This Project was implemented using the Schematch repository. Please check the Wiki for further information on the repository.
This project requires Java JDK 17 and Maven >=3.9.2. We suggest developing and running the project in IntelliJ IDEA. For setup, IntelliJ should guide you to install the correct Java JDK and download the Maven dependencies for you. In case of problems with Maven dependencies, try to reload the project.
You can run the project out of the box, as it comes with data and default configurations. For a successful run, you should see this log line at the end of your console:
[INFO ] <timestamp> [main] de.uni_marburg.schematch.Main - Ending Schematch
(taken from wiki)
To install and use PRISMA, LEAPME, and EmbDI we provide a Docker Compose file.
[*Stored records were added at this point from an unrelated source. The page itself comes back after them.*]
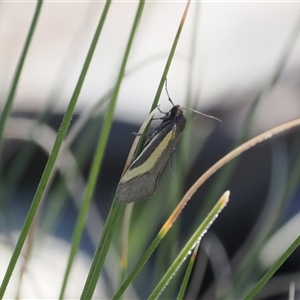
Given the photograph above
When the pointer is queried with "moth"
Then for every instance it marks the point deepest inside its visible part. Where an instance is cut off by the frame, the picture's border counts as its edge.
(140, 180)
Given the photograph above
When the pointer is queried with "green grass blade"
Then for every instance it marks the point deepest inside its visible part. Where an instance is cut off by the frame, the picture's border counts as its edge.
(273, 269)
(93, 176)
(187, 274)
(12, 92)
(117, 208)
(49, 166)
(201, 230)
(166, 70)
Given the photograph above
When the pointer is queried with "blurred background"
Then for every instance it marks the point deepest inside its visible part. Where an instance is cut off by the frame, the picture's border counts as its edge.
(236, 61)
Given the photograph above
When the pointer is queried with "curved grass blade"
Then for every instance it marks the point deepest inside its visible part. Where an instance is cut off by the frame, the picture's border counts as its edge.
(168, 224)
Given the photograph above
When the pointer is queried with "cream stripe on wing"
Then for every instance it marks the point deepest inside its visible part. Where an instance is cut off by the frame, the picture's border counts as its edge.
(150, 162)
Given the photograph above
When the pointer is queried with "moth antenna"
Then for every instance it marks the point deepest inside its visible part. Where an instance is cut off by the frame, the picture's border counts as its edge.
(166, 87)
(205, 115)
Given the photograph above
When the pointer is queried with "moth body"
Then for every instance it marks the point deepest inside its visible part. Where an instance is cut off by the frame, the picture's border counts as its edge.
(140, 180)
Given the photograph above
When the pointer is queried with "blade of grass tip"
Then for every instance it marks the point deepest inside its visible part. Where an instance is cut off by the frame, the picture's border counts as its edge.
(117, 208)
(188, 273)
(166, 69)
(226, 159)
(158, 93)
(273, 269)
(15, 82)
(198, 234)
(50, 163)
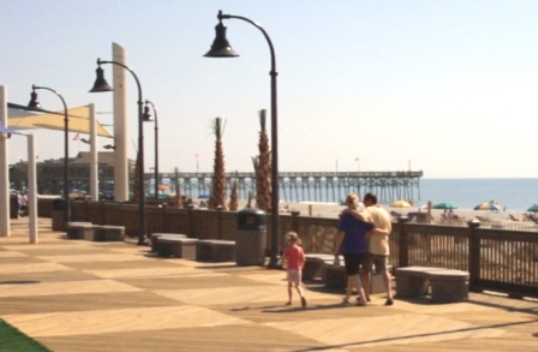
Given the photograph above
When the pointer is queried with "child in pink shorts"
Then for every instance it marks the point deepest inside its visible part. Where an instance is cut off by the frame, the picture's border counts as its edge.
(294, 258)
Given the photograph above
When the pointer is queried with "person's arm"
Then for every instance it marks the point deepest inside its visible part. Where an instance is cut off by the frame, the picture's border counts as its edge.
(356, 213)
(378, 231)
(338, 243)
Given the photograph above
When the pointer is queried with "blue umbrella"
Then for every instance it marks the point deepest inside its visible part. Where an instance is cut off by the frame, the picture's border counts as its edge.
(487, 206)
(445, 205)
(533, 208)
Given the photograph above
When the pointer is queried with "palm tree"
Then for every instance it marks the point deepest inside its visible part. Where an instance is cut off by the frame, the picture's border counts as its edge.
(262, 166)
(137, 180)
(218, 184)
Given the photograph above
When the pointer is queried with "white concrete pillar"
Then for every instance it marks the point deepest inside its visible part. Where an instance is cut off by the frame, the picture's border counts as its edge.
(94, 162)
(121, 170)
(5, 224)
(32, 194)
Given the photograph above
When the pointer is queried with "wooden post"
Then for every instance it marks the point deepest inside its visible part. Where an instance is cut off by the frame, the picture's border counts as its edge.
(403, 245)
(190, 224)
(474, 255)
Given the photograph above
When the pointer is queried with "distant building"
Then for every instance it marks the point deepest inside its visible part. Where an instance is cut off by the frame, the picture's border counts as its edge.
(50, 173)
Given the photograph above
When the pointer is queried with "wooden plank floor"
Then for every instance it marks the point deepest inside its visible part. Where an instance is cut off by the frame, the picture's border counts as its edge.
(75, 295)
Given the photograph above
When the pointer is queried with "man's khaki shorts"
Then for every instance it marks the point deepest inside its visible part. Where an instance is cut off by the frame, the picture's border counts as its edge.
(381, 262)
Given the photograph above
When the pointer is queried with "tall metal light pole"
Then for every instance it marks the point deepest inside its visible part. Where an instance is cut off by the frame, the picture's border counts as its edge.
(101, 85)
(34, 105)
(147, 117)
(221, 48)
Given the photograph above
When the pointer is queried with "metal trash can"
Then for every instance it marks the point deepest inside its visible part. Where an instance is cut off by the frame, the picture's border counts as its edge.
(59, 221)
(251, 237)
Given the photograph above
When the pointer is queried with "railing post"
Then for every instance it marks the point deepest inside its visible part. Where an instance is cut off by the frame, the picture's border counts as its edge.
(219, 222)
(403, 244)
(190, 222)
(474, 255)
(295, 220)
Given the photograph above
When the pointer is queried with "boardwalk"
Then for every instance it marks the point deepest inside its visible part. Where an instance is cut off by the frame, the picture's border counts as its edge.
(87, 296)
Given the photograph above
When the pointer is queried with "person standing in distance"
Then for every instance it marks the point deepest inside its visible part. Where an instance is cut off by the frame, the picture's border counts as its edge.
(378, 247)
(294, 260)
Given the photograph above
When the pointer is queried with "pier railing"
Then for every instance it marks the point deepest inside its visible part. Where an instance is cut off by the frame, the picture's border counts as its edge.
(501, 260)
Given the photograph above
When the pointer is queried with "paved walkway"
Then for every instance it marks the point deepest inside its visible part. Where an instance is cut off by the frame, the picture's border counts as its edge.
(75, 295)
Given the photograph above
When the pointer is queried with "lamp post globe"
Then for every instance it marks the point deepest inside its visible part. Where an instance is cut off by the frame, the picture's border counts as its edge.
(101, 85)
(221, 49)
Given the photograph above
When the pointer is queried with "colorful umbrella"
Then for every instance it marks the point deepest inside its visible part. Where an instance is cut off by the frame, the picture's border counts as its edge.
(401, 204)
(445, 205)
(487, 206)
(533, 208)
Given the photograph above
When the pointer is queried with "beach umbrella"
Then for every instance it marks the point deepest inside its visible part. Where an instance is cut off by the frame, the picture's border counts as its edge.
(533, 208)
(401, 204)
(445, 205)
(487, 206)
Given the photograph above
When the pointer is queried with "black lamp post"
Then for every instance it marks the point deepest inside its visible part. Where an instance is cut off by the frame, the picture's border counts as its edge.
(34, 105)
(147, 117)
(101, 85)
(221, 48)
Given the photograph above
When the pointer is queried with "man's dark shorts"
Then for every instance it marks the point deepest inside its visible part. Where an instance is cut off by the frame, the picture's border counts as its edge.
(380, 262)
(353, 262)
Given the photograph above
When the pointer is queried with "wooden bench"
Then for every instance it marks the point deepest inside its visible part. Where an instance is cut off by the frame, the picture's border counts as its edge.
(175, 246)
(155, 236)
(105, 233)
(77, 230)
(314, 266)
(336, 277)
(446, 285)
(215, 251)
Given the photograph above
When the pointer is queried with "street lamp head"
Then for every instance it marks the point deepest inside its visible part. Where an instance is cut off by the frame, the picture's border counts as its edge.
(220, 46)
(100, 85)
(146, 115)
(34, 103)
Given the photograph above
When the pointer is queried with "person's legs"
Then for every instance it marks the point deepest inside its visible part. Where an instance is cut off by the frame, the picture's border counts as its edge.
(290, 293)
(301, 293)
(290, 275)
(366, 272)
(351, 262)
(362, 299)
(381, 264)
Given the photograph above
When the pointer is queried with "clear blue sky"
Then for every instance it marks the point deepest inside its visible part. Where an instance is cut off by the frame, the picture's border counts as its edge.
(447, 87)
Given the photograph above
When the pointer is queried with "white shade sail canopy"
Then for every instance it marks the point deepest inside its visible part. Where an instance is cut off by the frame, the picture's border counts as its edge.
(79, 120)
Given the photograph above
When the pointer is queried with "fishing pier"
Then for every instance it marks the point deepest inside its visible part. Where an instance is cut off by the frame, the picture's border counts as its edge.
(309, 186)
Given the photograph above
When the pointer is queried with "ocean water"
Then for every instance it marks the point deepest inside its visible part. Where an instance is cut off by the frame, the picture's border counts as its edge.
(516, 194)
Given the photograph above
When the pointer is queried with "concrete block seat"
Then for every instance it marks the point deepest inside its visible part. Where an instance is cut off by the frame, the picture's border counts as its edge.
(446, 285)
(314, 266)
(77, 230)
(177, 246)
(215, 251)
(155, 236)
(106, 233)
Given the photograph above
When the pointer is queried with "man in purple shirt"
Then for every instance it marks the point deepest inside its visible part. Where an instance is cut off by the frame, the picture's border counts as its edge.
(351, 242)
Build the corresponding images by running:
sudo docker compose --verbose -f sota.docker-compose.yml build
Additionally, a Pyro server needs to be started.
The files can be found in src/main/resources/pyro
.
Download the required metanome-cli-1.1.0.jar
and pyro-distro-1.0-SNAPSHOT-distro.jar
from here
and here and place it in the pyro directory.
Install the required python dependencies using poetry.
To run PRISMA, LEAPME, and EmbDI execute:
sudo docker compose --verbose -f sota.docker-compose.yml up
Start the Pyro server, which is required for Data Profiling using
python pyro_server.py
.
To specify the to be used matchers and their settings, check out the first_line_matchers.yaml
.
The to be used datasets can be selected in datasets.yaml
.
Finally, running Schematch's Main function (e.g., using IntelliJ IDEA) will execute all defined scenarios.
The run's result can be found in the /results
folder.